The table represents, price p and quantity demanded per day q of 24" LCD monitors.

Plot the ordered pairs (p, q) in a Cartesian plane.

Show that quantity demanded q is a linear function of the price p. 

Find average rate of change.

Consider two points $\left(150,100\right),\left(200,80\right)$.

$$\begin{gathered} \frac{∆y}{∆x}=\frac{80-100}{200-150} \\ =-\frac{20}{50} \\ =-\frac{2}{5} \end{gathered}$$

Consider two points $\left(200,80\right),\left(250,60\right)$.

$$\begin{gathered} \frac{∆y}{∆x}=\frac{60-80}{250-200} \\ =-\frac{20}{50} \\ =-\frac{2}{5} \end{gathered}$$

Consider two points $\left(250,60\right),\left(300,40\right)$.

$$\begin{gathered} \frac{∆y}{∆x}=\frac{40-60}{300-250} \\ =-\frac{20}{50} \\ =-\frac{2}{5} \end{gathered}$$

Here $\frac{∆y}{∆x}$ is constant.
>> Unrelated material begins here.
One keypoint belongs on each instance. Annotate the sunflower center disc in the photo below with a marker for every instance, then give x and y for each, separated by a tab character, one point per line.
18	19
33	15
So the function is linear.

Write the linear function that describes the relation between p and q. 

The standard form of linear function is $y=mx+b$. Where m is slope and b is y-intercept.

We have $\frac{∆y}{∆x}=-\frac{2}{5}$. This is slope of the function.

So the function becomes $q\left(p\right)=-\frac{2}{5}p+b$.

To find b, take any arbitrary point $\left(150,100\right)$.

$$\begin{gathered} 100=-\frac{2}{5}\left(150\right)+b \\ 100=-60+b \\ 160=b \end{gathered}$$

 The linear function that describes the relation between p and q is $q\left(p\right)=-\frac{2}{5}p+160$

Find the implied domain of the linear function.

The price p of LCD monitor is greater than equal to 0. 

So if $p\ge 0\Rightarrow q\left(p\right)\ge 0.$

$$\begin{gathered} q\left(p\right)\ge 0 \\ -\frac{2}{5}p+160\ge 0 \\ -\frac{2}{5}p\ge -160 \\ p\ge 400 \end{gathered}$$

The implied domain of the linear function is $\left\{p|0\le p\le 400\right\}$

The graph of linear function is as follows,

Interpret the slope. 

In the function $q\left(p\right)=-\frac{2}{5}p+160$, slope is $-\frac{2}{5}$.

 As slope is negative. the function is decreasing.

Here, There is decrease in quantity demanded by $\frac{2}{5}$per dollar.

Interpret the values of the intercepts. 

In the function $q\left(p\right)=-\frac{2}{5}p+160$ y-intercept is 160.

• This represent if price of monitor is 0 the quantity demanded is 160.

In the function when $q\left(p\right)=0$ then $p=400$. This is x-intercept.

• This represent if price of monitor is 400 the quantity demanded is 0.